Gonda: A final word ?

 

Daniel Ndlela: It’s a bad law. It is not going to encourage investment in our country. It is coming at a time when Zimbabweans need more money in their system.

 

Mandiwanzira: One, here is an opportunity for Zimbabweans who have worked so hard in the Diaspora to come back and serve themselves. Two, people (especially investors) need to read and understand this law because if they rely on media reports, they will be misled. Investors must identify the right partner and that right partner must pay market value for whatever shareholding they are getting. I would like to encourage every Zimbabwean to seize this opportunity and make a difference. This is not a free for all, you’ve got to raise money and buy into a business that you can take forward, not a business that you can run down. This is the festive season for all banks. This train is not stopping no matter how much people talk.

 

Mawere: We should rely on what has worked. Laws that will not advance the collective interests of the country require review and interrogation.

 

Thornycroft: It is difficult to do business in Zimbabwe anyway.

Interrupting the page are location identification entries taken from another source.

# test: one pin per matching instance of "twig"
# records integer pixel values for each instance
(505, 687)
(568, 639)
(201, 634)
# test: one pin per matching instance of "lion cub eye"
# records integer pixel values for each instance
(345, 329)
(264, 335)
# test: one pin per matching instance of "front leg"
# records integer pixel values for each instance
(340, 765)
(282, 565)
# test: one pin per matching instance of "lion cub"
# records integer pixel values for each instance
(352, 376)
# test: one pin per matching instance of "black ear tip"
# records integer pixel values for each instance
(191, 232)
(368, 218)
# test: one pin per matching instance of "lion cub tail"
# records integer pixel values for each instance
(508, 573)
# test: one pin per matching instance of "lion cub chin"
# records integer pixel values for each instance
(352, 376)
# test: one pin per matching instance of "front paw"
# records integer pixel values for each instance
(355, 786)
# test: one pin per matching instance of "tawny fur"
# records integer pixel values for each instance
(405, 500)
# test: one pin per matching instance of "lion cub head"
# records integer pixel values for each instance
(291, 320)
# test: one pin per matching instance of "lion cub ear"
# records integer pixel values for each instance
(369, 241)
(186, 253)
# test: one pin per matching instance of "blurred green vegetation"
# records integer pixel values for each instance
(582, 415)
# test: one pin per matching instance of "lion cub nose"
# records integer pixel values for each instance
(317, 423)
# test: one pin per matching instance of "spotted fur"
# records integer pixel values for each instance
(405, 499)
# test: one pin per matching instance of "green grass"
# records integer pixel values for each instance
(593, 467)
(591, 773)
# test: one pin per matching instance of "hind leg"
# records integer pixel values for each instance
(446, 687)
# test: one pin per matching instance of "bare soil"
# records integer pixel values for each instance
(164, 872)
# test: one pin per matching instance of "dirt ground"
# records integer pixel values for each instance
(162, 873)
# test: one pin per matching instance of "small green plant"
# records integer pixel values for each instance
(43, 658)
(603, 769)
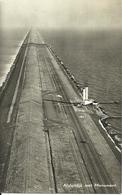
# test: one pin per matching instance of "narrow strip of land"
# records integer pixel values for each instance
(55, 147)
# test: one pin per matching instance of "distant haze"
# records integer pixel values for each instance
(79, 14)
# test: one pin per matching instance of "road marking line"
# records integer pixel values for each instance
(16, 90)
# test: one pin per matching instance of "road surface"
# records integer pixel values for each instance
(48, 146)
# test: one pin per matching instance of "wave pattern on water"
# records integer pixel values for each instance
(95, 58)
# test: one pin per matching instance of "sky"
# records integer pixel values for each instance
(79, 14)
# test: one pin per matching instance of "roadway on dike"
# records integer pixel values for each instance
(47, 146)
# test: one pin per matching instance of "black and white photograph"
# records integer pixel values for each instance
(60, 96)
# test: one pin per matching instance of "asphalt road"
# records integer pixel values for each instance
(55, 147)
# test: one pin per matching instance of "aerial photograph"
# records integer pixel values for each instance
(60, 96)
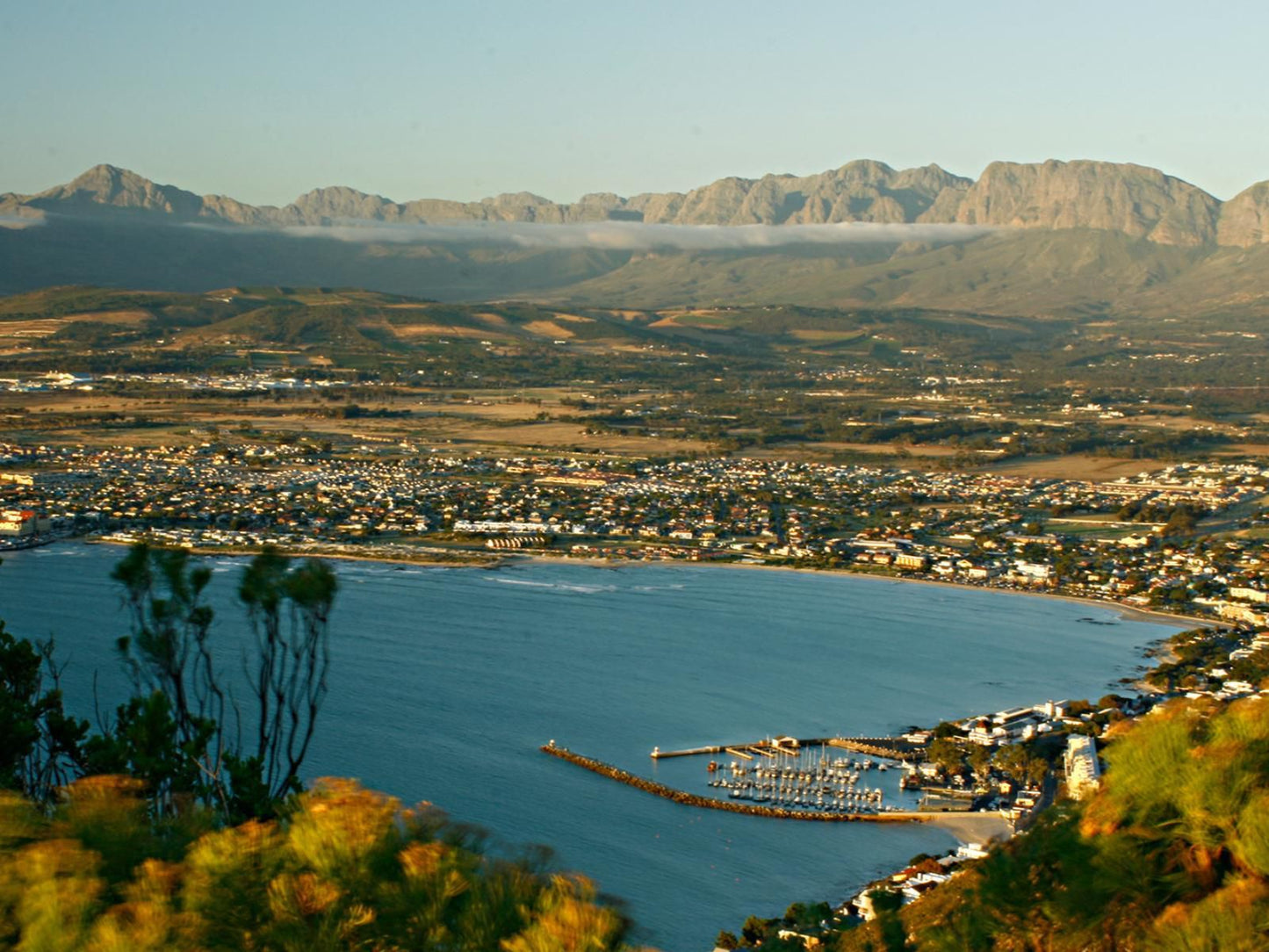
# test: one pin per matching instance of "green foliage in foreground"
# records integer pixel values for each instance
(347, 869)
(1172, 855)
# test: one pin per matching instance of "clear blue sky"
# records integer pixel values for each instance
(263, 100)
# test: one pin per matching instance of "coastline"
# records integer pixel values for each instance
(1128, 613)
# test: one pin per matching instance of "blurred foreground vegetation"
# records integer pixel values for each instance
(170, 826)
(344, 869)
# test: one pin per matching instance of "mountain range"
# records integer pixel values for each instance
(1075, 236)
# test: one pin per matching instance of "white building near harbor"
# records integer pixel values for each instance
(1083, 768)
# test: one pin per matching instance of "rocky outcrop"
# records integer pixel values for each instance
(1245, 219)
(1132, 199)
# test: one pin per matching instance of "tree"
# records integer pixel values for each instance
(174, 730)
(39, 741)
(348, 869)
(947, 754)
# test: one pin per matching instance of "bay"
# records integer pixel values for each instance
(444, 683)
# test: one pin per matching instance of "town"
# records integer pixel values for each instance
(1186, 537)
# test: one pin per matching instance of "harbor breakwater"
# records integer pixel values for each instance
(679, 796)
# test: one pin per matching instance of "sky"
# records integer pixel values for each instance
(428, 99)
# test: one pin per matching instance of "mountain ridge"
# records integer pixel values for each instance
(1134, 199)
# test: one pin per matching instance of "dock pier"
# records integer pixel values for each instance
(889, 748)
(732, 806)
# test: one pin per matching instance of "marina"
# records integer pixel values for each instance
(789, 794)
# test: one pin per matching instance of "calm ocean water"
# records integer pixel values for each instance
(447, 681)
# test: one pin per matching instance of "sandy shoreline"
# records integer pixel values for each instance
(1127, 613)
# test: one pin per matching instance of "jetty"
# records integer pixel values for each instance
(889, 748)
(732, 806)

The record of the previous government has been to legislate, restrict, control, take over and interfere with. We have an economy 30 years after Independence that is a small fraction of what it was in 1980, where industries have closed down and where perhaps only the retail sector has enlarged. We need industries that create goods, services, jobs and a law like this is just anti expansion. It’s actually a childish law, it’s a law based on spitefulness. It has nothing to do with creating a Zimbabwe where the majority of the population is employed and where the raw materials are beneficiated for everyone’s good - for the companies’ good, for the workers’ good etc. ZANU PF has no record of success and Minister Saviour Kasukuwere who has created these legislations in consultation with his colleagues, should be advised to do what is necessary to expand the economy and not contract it. Instead of taking over companies, why is the energy of this country not going into creating new companies to replace those that have closed down in the last ten to 15 years? That would be creative, this is just destructive.